GSA Annual Meeting in Phoenix, Arizona, USA - 2019

Paper No. 141-3
Presentation Time: 2:10 PM


BUSBY, Cathy J., Department of Earth and Planetary Sciences, University of California, Davis, One Shields Ave., Davis, CA 95616 and PUTIRKA, Keith, Department of Earth and Environmental Sciences, California State University - Fresno, 2345 E. San Ramon Ave, MS/MH24, Fresno, CA 93720

Pull-apart basins are common in continental arcs, and many volcanic centers are sited in such. We show for the first time that erupted composition, style and volume are linked to size and subsidence rates of the structural basins in which volcanic centers are contained. We establish this link using detailed mapping and 40Ar/39Ar geochronology from two Ancestral Cascade volcanic centers that are sited within adjacent Walker Lane transtensional rift pull-apart basins. All offsets and kinematic indicators show that these faults are oblique, and strain was not partitioned. Thus, we use subsidence rates as a proxy for strain rates. In both pull-apart basins, peak erupted volumes correspond to peak fault-controlled subsidence rates of 2000-3000 m/myr (an order of magnitude faster than orthogonal rift basins).

The 12 to 5 Ma Sierra Crest-Little Walker arc volcanic center and pull-apart basin is as large (~4,000 km2) as the active Long Valley rift volcanic center and pull-apart basin, and similarly contains a caldera over part of the field. It formed by rifting under dextral shear at a 15 km long releasing right step. Peak strain rates coincide with the eruption of large-volume, high-K2O lavas, whose eruption rates exceed all Ancestral or modern Cascade volcanoes. These “flood andesites” were erupted from fault-controlled fissure vents scattered across the large field.

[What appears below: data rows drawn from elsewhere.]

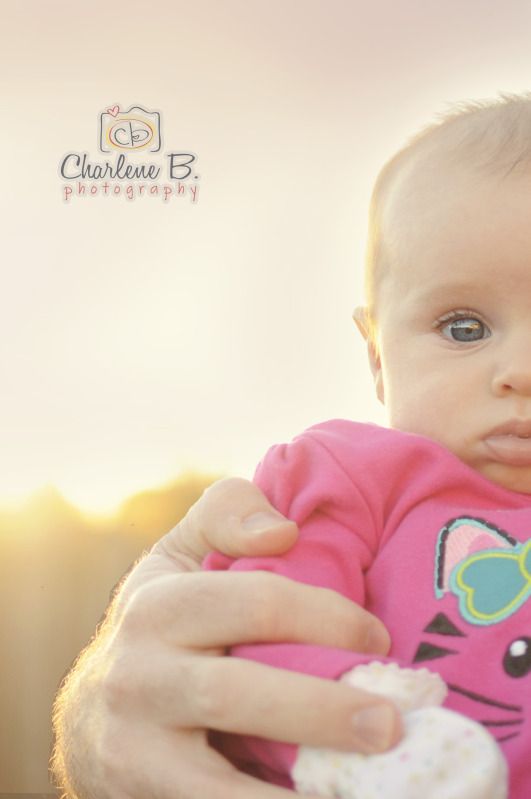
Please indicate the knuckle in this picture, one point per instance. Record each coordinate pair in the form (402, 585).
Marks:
(211, 692)
(265, 612)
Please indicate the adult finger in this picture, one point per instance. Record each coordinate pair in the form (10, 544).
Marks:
(242, 696)
(233, 517)
(219, 609)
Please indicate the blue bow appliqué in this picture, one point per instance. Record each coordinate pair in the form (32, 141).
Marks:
(493, 584)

The 6.4 to 4.5 Ma Ebbetts Pass arc volcanic center and pull-apart basin is smaller, comparable in volume to the active Lassen arc volcanic center and pull-apart basin at the present day Walker Lane transtensional rift tip. It formed at a 7 km releasing right step. During initial low strain, magma output was low and restricted to basin bounding faults, and during high strain, a large central cone filled the basin. This center erupted more evolved (dacite-rhyolite) and less alkalic lavas, perhaps because the smaller basin experienced lower tensile stresses, and magmatic dikes could not extend deeply enough to tap mafic magmas, or low-degree partial melt, stored in the mid- to lower-crust.

These Miocene-Pliocene centers reveal structural controls that cannot be observed at active volcanoes, where the relevant structures are buried. We suggest that transtensional rift settings may uniquely provide rapid magma throughput.